Elle se releva et, sans plus rien répondre, sortit. Comme elle se dirigeait vers le grand salon de Rocheuse :

— De ce côté, petite ! dit Paul lui désignant le corridor qui menait aux cuisines.

Obliquant un peu, la sauvage domptée s’effaça.

Elle descendit, tâtant les murs de pierre, s’enfonçant dans les sous-sols et ne pensant à aucune chose du passé, comme une hypnotisée qui va où le maître l’envoie. C’était, pour elle, un monde féerique, une sorte de luxe géant dont elle allait devenir la base.

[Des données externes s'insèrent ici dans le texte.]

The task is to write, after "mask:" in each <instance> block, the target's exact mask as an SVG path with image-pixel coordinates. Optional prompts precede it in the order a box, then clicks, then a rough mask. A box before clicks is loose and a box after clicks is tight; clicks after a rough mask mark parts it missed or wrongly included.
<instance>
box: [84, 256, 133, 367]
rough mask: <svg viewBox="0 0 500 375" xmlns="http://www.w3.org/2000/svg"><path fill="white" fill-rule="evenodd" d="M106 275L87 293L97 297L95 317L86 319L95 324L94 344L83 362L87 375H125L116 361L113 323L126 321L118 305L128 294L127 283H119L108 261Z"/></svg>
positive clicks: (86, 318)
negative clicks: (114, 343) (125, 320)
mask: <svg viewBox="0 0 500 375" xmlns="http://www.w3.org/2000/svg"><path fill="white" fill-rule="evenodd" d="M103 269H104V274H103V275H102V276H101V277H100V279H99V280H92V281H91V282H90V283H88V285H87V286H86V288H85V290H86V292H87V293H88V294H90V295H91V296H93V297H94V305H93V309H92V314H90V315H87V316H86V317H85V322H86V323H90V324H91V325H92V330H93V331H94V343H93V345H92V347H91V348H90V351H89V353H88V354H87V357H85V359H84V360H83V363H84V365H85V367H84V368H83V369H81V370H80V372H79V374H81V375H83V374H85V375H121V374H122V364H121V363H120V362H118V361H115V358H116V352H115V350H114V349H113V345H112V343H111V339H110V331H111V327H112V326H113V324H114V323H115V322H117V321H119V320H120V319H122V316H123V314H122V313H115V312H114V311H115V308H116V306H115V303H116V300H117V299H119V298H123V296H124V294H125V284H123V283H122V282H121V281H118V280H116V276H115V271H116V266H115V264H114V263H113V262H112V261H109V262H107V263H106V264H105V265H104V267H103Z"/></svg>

Dans les sous-sols de Rocheuse, ainsi qu’au fond des entrailles d’un monstre, grouillait de la vermine, une société parfaitement pourrie et parfaitement correcte. Rien ne transpirait de ses ébats ou de ses révoltes. Séparés des élégances du premier étage par d’épais planchers de chêne, le bas du château était odieusement immonde, et on aurait pu croire que sur les terrasses fleuries les rosiers de Paul-Éric de Fertzen prenaient des nuances plus rares à cause du fumier humain dans lequel plongeaient leurs racines. Pas un mot ou un geste en dehors du service, telle était la règle. Jorgon, le bon vieil intendant, savait ce que coûtait ce règlement institué par Monsieur Paul et ce qu’il valait d’hypocrisies. Jorgon gouvernait ces êtres avec la poigne fantasque de ceux qui ont toute licence. Tour à tour, il se faisait le bonhomme ou le tyran, mais, depuis longtemps, il avait renoncé à la tenue en dehors du service. On devinait si bien que le baron de Fertzen, le maître, voulait la liberté de ses gens parce que lui-même devenait esclave.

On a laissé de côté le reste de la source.